Iran expands nuclear capacity in underground bunker, sources say
Several sources say Iran had put in place many more enrichment centrifuges at the Fordo facility, which is buried deep inside a mountain to protect it against any enemy strikes.
Iran has installed many more uranium enrichment machines in an underground bunker, diplomatic sources said on Thursday, potentially paving the way for a significant expansion of work the West fears is ultimately aimed at making nuclear bombs.
Several sources said Iran had put in place additional enrichment centrifuges in its Fordow facility, buried deep inside a mountain to protect it against any enemy strikes. One source suggested it involved hundreds of machines.
"Our basic understanding is that they were continuing to install," a Vienna-based diplomat said, adding the new centrifuges were not yet operating.
If confirmed in a report expected next week from the UN atomic watchdog, the development is likely to be seen as a sign of Iran's continued defiance of international demands to curb its nuclear program, which Tehran says is entirely peaceful.

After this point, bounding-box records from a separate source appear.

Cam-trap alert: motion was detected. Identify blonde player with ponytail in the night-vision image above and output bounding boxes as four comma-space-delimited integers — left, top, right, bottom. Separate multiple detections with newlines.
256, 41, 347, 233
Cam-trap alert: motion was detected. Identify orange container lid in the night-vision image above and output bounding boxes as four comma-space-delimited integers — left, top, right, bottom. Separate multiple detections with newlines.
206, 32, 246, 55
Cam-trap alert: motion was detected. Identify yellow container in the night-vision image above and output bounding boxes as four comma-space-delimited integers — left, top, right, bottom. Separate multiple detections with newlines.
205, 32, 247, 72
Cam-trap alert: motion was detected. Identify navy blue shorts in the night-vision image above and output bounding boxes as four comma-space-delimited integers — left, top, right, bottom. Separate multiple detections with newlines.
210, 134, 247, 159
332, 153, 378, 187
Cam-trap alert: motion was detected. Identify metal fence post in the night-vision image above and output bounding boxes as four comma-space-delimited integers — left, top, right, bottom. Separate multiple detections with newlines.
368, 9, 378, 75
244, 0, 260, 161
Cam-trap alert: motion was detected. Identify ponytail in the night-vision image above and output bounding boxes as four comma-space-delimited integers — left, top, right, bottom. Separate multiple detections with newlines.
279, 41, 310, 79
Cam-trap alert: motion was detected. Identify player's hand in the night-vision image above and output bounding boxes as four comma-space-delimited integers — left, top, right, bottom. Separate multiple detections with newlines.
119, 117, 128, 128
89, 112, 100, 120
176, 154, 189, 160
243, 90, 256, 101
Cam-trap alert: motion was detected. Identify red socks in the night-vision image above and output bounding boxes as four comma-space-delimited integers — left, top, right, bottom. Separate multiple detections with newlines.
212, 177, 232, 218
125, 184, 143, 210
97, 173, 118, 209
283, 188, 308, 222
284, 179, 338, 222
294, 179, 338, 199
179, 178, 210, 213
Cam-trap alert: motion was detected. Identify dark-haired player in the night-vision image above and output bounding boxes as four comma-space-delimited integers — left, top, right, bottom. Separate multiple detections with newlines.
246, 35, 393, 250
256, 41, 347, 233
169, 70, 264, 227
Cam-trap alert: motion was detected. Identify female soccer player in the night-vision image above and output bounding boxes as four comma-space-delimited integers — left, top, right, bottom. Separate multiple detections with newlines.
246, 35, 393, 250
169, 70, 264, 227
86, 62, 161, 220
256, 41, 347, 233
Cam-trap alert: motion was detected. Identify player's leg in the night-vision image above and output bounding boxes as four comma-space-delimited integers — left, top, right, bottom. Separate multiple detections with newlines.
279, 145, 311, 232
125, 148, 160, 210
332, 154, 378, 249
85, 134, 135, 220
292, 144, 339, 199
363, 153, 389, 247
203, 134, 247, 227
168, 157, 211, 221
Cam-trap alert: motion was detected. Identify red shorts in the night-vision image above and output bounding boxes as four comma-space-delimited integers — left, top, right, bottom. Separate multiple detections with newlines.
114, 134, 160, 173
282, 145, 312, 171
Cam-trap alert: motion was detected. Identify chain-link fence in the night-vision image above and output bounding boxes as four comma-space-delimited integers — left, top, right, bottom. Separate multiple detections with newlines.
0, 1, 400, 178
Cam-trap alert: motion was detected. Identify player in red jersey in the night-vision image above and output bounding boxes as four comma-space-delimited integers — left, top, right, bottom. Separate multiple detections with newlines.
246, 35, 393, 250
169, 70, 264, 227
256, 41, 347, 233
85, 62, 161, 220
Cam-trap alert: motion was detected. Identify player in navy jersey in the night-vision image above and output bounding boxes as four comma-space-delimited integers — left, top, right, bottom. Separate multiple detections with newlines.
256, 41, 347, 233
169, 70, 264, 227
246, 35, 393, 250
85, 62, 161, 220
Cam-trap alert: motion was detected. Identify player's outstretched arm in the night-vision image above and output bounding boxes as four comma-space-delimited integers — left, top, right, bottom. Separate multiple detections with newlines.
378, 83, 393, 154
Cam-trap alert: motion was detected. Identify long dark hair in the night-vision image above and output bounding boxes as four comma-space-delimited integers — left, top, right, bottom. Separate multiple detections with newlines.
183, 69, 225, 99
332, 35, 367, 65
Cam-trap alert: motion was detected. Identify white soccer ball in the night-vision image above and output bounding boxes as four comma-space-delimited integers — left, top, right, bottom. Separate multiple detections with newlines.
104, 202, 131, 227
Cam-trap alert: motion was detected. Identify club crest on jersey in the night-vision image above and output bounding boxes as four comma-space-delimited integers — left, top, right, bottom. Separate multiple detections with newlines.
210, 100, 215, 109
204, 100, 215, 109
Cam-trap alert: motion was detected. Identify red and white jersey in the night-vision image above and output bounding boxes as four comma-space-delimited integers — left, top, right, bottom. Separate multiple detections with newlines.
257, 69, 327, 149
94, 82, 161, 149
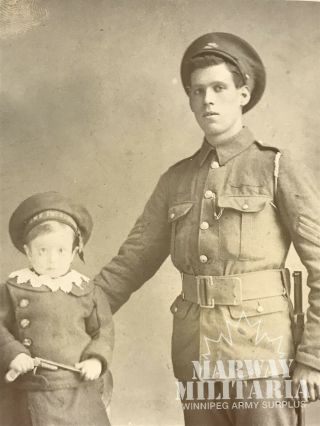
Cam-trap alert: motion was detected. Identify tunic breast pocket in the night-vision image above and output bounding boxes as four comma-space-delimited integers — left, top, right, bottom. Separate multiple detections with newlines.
218, 195, 274, 261
168, 201, 193, 263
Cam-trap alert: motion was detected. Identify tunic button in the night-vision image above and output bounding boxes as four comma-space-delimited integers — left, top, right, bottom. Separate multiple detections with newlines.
20, 318, 30, 328
22, 337, 32, 347
200, 222, 209, 231
210, 161, 220, 169
204, 189, 213, 198
19, 299, 29, 308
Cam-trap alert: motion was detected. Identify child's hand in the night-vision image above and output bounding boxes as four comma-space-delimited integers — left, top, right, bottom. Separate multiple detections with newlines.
9, 353, 34, 374
76, 358, 102, 380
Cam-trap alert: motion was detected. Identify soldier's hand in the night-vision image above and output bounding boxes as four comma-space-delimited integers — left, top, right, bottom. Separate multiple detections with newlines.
292, 363, 320, 401
9, 353, 34, 374
76, 358, 102, 380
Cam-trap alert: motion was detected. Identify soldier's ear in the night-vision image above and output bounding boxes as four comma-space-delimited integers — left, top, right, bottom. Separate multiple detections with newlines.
186, 87, 194, 112
239, 86, 251, 107
23, 244, 31, 259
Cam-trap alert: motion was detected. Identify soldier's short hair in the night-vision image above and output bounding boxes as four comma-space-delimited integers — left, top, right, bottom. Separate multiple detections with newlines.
188, 53, 245, 89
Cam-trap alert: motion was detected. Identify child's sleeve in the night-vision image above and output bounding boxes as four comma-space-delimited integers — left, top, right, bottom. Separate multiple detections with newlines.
81, 286, 114, 372
0, 284, 31, 374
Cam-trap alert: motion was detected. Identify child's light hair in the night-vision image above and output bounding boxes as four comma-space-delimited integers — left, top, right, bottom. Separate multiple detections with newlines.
24, 220, 79, 250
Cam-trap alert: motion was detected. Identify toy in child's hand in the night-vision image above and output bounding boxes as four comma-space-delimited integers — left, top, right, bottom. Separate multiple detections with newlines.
5, 354, 82, 382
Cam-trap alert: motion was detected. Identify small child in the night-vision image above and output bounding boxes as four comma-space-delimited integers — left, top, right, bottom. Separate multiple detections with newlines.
0, 192, 114, 426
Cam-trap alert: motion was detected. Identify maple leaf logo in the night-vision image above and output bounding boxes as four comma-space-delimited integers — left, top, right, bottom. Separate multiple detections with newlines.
201, 311, 286, 360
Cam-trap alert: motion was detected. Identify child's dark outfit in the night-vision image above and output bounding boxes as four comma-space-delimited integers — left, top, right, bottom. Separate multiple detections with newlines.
0, 269, 113, 426
0, 192, 114, 426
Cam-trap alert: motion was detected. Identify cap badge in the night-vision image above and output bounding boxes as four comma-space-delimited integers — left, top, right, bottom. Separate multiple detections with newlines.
204, 42, 219, 49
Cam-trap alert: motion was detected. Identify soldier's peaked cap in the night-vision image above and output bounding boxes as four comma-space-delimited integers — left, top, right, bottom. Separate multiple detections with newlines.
9, 191, 93, 252
180, 32, 266, 113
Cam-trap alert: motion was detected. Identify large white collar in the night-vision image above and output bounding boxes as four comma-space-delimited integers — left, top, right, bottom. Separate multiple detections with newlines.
9, 268, 89, 293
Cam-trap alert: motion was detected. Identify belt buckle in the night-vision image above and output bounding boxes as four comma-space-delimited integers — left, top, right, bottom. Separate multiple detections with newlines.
196, 275, 215, 309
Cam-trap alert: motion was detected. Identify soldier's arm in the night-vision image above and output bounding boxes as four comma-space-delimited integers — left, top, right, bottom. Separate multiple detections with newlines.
277, 153, 320, 371
95, 171, 170, 312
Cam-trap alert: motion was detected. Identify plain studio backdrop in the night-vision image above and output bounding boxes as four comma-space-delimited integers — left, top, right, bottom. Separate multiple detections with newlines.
0, 0, 320, 426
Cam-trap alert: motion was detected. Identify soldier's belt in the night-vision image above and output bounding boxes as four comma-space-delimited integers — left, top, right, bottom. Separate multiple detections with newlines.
182, 269, 290, 308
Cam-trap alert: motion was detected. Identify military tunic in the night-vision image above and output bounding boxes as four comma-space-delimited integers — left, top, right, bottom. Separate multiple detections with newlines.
96, 127, 320, 380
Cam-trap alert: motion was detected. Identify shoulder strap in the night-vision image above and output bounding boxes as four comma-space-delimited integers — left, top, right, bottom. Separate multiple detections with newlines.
273, 151, 282, 198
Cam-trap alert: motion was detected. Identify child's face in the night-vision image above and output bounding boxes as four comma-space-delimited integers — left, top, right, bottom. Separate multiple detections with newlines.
24, 226, 76, 278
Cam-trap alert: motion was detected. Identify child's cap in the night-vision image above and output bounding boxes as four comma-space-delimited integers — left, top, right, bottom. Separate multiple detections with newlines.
9, 191, 93, 257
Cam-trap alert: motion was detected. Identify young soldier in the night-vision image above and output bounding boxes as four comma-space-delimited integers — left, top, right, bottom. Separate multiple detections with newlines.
96, 33, 320, 426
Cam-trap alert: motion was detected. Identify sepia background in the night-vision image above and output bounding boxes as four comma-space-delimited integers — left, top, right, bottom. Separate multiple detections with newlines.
0, 0, 320, 426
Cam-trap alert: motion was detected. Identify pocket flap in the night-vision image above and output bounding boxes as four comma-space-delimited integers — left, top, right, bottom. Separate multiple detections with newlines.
229, 296, 289, 319
168, 201, 193, 222
217, 195, 271, 213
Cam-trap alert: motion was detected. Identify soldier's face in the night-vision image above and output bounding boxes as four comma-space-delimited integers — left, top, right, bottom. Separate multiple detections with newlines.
189, 63, 250, 142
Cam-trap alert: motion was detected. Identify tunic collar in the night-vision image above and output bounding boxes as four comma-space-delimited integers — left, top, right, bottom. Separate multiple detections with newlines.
9, 268, 89, 293
199, 127, 255, 166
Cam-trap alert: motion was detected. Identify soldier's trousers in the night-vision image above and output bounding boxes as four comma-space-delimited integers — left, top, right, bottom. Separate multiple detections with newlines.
181, 379, 301, 426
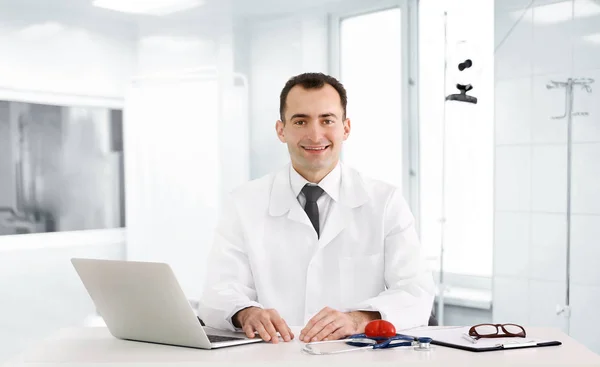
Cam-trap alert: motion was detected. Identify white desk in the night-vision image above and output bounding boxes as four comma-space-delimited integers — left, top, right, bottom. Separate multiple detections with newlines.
8, 327, 600, 367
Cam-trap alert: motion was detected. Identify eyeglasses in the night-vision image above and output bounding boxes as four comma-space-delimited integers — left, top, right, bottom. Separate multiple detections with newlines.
469, 324, 525, 339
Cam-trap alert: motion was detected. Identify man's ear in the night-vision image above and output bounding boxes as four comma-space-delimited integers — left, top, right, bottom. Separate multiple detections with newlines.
275, 120, 285, 143
344, 119, 351, 140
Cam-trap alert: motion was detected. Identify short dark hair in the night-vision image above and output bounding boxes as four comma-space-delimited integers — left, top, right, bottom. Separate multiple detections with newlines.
279, 73, 348, 122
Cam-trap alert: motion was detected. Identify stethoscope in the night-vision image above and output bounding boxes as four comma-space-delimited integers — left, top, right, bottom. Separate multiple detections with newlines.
302, 334, 432, 355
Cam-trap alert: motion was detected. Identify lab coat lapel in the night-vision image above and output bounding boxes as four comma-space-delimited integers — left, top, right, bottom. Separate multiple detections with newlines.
319, 165, 369, 249
269, 165, 316, 230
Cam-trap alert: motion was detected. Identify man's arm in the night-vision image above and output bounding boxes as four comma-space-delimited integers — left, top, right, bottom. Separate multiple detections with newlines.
199, 197, 294, 343
199, 198, 262, 331
352, 190, 435, 329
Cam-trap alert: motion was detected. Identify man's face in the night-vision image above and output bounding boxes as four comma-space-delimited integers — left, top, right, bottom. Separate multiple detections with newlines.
276, 84, 350, 173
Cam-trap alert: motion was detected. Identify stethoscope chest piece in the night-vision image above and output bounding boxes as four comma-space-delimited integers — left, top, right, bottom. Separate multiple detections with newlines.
415, 337, 432, 352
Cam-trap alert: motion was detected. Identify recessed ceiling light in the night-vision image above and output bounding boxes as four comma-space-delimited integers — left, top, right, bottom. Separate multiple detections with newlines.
92, 0, 204, 15
583, 33, 600, 45
511, 0, 600, 24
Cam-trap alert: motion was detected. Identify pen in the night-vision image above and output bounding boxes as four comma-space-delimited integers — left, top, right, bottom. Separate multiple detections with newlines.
462, 333, 477, 344
502, 342, 537, 349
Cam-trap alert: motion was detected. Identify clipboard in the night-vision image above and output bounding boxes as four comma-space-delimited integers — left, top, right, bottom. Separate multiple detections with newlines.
412, 327, 562, 352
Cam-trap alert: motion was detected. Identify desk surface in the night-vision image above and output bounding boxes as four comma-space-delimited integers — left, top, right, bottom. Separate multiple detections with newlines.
8, 327, 600, 367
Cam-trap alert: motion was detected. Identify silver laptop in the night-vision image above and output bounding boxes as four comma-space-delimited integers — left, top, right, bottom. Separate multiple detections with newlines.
71, 258, 262, 349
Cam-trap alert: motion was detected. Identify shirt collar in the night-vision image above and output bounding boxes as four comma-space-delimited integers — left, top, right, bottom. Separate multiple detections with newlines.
290, 162, 342, 201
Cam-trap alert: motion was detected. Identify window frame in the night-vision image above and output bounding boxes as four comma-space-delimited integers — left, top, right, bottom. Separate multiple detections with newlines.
0, 87, 127, 251
328, 0, 420, 227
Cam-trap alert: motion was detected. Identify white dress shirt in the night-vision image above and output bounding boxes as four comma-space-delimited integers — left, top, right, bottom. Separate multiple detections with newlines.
290, 162, 342, 233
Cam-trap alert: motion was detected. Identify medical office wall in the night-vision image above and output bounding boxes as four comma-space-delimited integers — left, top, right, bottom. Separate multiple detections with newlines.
0, 101, 125, 235
494, 0, 600, 353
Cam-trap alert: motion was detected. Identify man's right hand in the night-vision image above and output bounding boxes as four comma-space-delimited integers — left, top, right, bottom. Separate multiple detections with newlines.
232, 307, 294, 344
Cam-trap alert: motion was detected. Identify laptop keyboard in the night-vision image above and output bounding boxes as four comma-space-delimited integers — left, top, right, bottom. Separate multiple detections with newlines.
206, 335, 244, 343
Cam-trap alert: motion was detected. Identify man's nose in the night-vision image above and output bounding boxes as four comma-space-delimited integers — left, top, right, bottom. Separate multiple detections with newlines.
308, 121, 323, 143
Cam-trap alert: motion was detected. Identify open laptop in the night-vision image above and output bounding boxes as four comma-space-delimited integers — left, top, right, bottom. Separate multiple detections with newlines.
71, 258, 262, 349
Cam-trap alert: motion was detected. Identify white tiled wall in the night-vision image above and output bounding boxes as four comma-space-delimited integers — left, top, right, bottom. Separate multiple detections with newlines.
533, 7, 573, 75
493, 276, 530, 325
531, 145, 567, 213
529, 279, 568, 331
571, 142, 600, 214
571, 215, 600, 287
569, 285, 600, 353
493, 212, 531, 277
495, 5, 533, 80
495, 77, 532, 145
493, 0, 600, 352
495, 146, 531, 211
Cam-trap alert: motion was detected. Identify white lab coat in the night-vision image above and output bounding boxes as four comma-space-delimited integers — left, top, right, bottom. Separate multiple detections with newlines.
199, 163, 434, 330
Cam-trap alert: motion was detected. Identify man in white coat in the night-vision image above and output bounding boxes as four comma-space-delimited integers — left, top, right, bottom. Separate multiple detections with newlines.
200, 73, 434, 343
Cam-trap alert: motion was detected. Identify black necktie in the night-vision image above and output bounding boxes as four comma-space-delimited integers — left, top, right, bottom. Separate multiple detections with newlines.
302, 185, 323, 238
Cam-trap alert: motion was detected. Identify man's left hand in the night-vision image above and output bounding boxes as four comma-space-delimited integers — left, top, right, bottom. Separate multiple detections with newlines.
300, 307, 381, 342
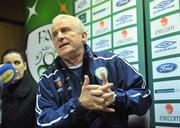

At Fordo, near the holy Shi'ite Muslim city of Qom, Iran is enriching uranium to a fissile concentration of 20 percent, activity which the West wants it to stop immediately as it brings it closer to the level required for nuclear weapons.
Iran denies Western allegations that it is seeking a nuclear weapons capability, saying it needs to refine uranium to that level to provide fuel for a medical research reactor.
But its refusal to suspend enrichment - which can have both civilian and military uses - has been met with increasingly tough Western sanctions and heightened speculation that Israel may attack its nuclear site.